You own your business. If you want to know what data we have in our systems, or if you want us to promptly delete your Business Data and/or Client Personal Information, please email privacy@CashMarginPartners.com.

When the Company is acting as a Data Controller, we will process your request in accordance with this Privacy Policy and respond within two (2) business days. If the Company is acting as a Data Processor, we will direct you to the relevant Data Controller that can process your request.

If you believe that your Business Data or Client Personal Information is being used in a way that violates or infringes upon Data Protection Laws, you may be entitled to lodge a complaint with relevant authorities.

Disclosure

Subject to legal obligations and narrowly-defined, legitimate business reasons described in this Privacy Policy, we will never disclose your Business Data or Client Confidential Information.
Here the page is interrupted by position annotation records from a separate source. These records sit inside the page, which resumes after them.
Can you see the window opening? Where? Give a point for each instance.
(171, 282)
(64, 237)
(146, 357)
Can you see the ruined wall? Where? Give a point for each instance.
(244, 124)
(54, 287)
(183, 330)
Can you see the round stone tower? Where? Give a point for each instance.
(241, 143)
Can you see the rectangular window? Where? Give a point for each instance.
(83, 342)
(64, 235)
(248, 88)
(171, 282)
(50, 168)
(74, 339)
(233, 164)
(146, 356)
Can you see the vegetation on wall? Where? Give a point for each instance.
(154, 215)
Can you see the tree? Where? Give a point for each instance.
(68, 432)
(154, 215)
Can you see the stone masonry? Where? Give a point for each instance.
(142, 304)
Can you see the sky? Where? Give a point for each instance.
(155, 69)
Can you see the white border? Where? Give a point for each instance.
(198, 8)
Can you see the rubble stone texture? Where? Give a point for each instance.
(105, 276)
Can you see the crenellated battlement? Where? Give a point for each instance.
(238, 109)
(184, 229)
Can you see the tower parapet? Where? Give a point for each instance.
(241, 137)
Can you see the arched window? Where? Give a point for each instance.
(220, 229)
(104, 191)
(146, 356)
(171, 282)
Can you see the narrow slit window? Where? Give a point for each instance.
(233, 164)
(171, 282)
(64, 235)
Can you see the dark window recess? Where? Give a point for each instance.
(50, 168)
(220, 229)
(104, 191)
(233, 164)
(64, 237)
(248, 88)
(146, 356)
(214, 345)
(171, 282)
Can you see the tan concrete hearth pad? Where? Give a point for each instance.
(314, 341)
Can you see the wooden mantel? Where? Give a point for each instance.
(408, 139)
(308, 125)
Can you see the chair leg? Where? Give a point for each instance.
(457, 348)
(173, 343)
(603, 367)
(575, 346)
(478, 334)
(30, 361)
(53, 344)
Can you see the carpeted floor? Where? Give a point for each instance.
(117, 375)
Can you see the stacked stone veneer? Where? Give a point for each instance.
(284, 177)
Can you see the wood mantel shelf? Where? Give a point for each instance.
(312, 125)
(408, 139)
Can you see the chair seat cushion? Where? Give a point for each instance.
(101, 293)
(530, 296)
From time to time, we may engage third-party service providers. Such providers may have limited access to Business Data and Client Personal Information for the sole purpose of helping manage or improve the Site and Services, subject to contractual restrictions on their access to and use of such data no less restrictive than our obligations under this Privacy Policy and Data Protection Laws.

Cross-border Processing

Business Data and Client Personal Information may be collected, transferred to, stored and processed by us and/or third parties described above in the United States or countries outside the United States. We will take all necessary steps to ensure that such recipients of such data adhere to commercially reasonable data security practices and comply with all relevant Data Protection Laws.

Law Enforcement; Subpoenas

If the law requires us to, we may need to collect and/or process Business Data or Personal Information to comply with the valid order or request of a court, regulator, or law enforcement agency. Furthermore, we may disclose such information at our sole discretion where we deem it necessary to protect the safety of any individual or the public, or to prevent violation of rights of the Company or any third party.